1. Dark-launch the new Okta flow hidden behind a URL and with a small allow-list of users (mostly just the Security team) assigned to the new application in Okta.

2. Ask for volunteers! These volunteers would go about their normal work day in a variety of functional areas (customer care, pharmacy, fulfillment, engineering) using Okta instead of Google.

3. Change the default login flow to use Okta, but keep Google working just fine as a secondary action hidden behind a URL.

4. Eventually, remove Google entirely.

This allowed us to always ensure that we didn’t disrupt peoples’ days too much!

What did we learn?

We achieved our goals and now, nearly two years later, we’re successfully using Okta’s OIDC flow within our core pharmacy management app. What did we learn in the process?

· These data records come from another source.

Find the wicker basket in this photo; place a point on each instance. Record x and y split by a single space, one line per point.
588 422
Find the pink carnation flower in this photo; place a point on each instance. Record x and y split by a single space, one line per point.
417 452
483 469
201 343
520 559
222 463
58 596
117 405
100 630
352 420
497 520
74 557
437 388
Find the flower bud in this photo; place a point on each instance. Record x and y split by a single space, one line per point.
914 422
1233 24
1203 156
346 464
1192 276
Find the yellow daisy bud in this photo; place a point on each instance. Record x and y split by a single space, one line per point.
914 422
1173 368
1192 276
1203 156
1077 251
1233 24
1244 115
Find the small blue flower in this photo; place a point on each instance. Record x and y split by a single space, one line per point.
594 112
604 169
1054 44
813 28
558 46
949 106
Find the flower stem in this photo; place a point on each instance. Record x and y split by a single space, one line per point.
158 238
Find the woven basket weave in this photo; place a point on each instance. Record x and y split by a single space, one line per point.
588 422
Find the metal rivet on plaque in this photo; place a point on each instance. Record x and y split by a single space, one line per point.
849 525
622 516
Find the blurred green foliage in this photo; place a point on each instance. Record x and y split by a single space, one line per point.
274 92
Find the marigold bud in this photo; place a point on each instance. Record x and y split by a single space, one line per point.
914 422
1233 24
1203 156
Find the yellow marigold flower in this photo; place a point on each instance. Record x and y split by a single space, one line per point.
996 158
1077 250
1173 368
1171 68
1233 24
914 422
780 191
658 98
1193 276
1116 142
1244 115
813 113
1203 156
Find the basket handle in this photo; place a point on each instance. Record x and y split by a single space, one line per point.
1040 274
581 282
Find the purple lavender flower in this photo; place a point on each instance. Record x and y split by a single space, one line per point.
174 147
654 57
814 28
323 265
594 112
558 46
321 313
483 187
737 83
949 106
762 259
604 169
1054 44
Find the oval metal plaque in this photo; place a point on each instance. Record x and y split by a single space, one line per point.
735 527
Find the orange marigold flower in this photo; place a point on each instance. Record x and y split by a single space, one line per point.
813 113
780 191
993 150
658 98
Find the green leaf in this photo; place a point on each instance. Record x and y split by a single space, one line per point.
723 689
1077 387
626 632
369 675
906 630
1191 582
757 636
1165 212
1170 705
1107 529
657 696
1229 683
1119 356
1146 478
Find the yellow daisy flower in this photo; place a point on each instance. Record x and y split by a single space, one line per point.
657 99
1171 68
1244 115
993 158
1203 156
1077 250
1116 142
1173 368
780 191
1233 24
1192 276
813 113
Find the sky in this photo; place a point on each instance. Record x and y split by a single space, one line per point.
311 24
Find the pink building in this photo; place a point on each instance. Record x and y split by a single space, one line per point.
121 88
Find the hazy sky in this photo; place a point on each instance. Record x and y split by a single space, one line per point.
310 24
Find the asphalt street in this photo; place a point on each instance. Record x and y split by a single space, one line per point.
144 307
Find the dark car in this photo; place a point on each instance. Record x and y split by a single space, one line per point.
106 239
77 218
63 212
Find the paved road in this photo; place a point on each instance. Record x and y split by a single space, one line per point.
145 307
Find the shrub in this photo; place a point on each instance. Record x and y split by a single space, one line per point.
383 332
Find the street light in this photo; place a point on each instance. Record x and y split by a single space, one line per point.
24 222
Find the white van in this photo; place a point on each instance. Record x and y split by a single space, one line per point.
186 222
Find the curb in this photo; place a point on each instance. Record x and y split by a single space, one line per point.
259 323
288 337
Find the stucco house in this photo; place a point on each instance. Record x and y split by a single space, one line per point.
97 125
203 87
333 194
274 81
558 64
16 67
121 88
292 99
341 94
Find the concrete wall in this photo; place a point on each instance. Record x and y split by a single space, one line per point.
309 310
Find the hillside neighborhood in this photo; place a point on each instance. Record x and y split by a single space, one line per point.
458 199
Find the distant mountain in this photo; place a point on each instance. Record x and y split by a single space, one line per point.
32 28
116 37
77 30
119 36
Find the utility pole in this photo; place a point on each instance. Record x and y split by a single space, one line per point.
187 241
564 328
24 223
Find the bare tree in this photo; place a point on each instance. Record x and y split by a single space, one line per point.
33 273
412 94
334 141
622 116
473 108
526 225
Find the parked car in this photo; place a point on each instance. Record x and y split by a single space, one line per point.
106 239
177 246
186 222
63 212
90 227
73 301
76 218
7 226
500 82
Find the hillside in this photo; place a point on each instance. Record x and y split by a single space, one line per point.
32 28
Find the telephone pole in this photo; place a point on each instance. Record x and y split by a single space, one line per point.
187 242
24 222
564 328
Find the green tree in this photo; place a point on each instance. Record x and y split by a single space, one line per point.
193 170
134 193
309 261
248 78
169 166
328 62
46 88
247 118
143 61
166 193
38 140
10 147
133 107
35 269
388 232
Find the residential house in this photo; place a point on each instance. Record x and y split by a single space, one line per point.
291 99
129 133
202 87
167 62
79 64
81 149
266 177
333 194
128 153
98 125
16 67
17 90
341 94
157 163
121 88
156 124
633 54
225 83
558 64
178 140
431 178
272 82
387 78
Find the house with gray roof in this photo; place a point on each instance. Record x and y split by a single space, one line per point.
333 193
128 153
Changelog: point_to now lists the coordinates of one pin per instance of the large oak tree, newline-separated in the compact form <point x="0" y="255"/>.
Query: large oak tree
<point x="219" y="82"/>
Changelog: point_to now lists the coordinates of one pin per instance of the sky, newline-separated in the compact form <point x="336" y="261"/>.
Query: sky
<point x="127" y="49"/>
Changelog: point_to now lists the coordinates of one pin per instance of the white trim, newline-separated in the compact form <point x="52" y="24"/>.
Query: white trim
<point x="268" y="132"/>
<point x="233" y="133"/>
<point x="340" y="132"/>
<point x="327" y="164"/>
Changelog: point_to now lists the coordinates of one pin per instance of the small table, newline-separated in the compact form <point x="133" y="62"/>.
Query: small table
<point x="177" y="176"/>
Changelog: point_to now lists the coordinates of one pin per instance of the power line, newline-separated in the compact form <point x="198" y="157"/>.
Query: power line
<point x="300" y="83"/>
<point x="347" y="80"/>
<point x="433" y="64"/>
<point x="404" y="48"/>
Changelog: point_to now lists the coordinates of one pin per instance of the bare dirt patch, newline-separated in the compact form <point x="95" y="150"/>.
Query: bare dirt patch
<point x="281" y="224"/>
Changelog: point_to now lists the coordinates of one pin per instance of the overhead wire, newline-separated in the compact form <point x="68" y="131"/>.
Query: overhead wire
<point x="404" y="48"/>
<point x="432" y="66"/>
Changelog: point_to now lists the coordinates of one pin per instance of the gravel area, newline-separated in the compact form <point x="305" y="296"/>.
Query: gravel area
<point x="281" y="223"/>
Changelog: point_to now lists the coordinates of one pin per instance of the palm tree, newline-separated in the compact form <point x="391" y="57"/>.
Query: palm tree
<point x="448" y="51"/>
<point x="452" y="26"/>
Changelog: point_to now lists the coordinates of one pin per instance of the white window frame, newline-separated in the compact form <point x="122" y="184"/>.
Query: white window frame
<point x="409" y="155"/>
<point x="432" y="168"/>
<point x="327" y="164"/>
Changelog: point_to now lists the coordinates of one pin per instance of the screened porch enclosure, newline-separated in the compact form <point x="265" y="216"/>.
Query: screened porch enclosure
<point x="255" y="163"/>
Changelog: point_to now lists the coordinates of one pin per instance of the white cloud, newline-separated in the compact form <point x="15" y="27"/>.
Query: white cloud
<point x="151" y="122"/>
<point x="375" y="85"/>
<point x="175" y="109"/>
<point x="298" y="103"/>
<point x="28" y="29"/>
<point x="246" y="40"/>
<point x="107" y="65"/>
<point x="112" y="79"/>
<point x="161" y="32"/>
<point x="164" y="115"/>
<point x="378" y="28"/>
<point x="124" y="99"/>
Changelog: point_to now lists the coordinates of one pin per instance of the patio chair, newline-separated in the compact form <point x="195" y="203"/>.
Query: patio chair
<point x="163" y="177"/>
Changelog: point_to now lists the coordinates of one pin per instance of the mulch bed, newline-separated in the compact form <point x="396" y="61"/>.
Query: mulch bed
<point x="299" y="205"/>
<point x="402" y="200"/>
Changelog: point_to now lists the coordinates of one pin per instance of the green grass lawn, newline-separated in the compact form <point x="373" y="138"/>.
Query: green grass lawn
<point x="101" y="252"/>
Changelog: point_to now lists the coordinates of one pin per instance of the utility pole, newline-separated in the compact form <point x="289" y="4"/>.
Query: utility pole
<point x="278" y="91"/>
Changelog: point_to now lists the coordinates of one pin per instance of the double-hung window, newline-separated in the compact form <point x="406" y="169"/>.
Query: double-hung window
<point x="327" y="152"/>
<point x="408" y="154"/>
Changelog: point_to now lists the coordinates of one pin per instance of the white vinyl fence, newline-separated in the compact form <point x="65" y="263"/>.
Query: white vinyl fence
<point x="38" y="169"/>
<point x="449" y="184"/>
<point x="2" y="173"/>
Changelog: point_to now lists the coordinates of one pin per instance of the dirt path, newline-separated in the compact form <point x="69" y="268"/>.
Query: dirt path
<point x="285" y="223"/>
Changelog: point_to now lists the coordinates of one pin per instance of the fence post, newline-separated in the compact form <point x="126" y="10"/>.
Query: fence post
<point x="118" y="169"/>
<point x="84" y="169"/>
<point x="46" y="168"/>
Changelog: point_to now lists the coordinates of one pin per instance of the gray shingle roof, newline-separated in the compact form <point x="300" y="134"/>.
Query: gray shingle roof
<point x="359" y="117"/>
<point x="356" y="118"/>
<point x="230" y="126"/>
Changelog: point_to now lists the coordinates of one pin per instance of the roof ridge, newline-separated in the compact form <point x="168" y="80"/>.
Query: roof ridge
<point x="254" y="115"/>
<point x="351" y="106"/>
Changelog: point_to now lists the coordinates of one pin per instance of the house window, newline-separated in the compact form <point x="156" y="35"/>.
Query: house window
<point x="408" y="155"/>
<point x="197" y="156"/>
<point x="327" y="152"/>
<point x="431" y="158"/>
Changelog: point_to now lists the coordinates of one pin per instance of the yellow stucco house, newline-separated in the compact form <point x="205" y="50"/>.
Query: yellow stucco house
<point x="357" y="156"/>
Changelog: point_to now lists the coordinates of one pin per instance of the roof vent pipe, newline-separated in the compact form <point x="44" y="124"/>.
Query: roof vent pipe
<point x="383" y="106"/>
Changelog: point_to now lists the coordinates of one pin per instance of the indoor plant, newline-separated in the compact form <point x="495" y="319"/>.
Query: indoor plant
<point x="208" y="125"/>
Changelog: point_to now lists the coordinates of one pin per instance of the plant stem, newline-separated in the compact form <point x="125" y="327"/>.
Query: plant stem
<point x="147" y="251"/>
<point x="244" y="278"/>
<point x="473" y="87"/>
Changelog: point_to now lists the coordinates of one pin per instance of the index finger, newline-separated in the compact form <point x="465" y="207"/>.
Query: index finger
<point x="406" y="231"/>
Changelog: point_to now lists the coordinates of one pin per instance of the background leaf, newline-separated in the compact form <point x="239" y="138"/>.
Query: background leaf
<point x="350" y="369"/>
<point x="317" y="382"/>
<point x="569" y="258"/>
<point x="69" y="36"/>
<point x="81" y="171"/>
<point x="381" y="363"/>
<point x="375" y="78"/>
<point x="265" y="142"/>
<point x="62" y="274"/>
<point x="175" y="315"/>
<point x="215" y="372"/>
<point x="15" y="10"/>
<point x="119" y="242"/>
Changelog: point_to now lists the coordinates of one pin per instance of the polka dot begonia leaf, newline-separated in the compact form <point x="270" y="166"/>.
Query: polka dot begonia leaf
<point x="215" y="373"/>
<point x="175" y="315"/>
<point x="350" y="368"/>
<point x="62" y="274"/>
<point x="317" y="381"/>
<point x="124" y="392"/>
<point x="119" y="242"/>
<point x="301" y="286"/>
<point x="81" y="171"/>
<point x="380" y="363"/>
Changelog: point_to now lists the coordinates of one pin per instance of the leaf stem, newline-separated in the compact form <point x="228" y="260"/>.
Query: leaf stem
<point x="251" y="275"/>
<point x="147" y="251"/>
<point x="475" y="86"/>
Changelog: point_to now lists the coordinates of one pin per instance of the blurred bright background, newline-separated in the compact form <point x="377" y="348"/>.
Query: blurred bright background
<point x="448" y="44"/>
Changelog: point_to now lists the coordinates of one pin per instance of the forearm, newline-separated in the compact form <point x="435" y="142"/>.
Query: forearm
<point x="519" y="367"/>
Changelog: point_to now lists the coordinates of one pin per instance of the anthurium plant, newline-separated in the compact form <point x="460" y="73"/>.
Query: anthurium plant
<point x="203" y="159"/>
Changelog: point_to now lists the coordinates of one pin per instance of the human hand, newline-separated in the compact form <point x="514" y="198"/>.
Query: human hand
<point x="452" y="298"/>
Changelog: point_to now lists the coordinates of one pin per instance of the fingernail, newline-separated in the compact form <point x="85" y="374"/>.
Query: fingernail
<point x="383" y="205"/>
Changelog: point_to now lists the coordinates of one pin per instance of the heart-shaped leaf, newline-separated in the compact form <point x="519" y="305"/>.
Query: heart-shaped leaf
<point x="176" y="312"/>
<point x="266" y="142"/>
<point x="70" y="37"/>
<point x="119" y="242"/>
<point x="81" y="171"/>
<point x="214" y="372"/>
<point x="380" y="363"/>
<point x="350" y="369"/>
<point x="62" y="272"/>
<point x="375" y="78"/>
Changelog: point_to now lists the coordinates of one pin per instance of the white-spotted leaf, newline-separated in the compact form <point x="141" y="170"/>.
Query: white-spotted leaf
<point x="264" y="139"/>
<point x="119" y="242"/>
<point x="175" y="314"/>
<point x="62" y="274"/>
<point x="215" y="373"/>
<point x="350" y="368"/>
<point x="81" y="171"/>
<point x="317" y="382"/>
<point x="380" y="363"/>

  • Not every API is necessarily fully implemented in every client. At the time of implementation, Okta’s Ruby client wasn’t fully supported. In order to support our refresh flow, we needed to upstream a small change into the client library, which required a little investigation.

  • Exposing secrets involves risk! In our case there wasn’t a glaring need to expose refresh tokens client-side at all.

  • Slow rollouts are great, especially with disruptive changes! A big thank-you to our team members who were willing to be part of the experiment group last year when this rolled out.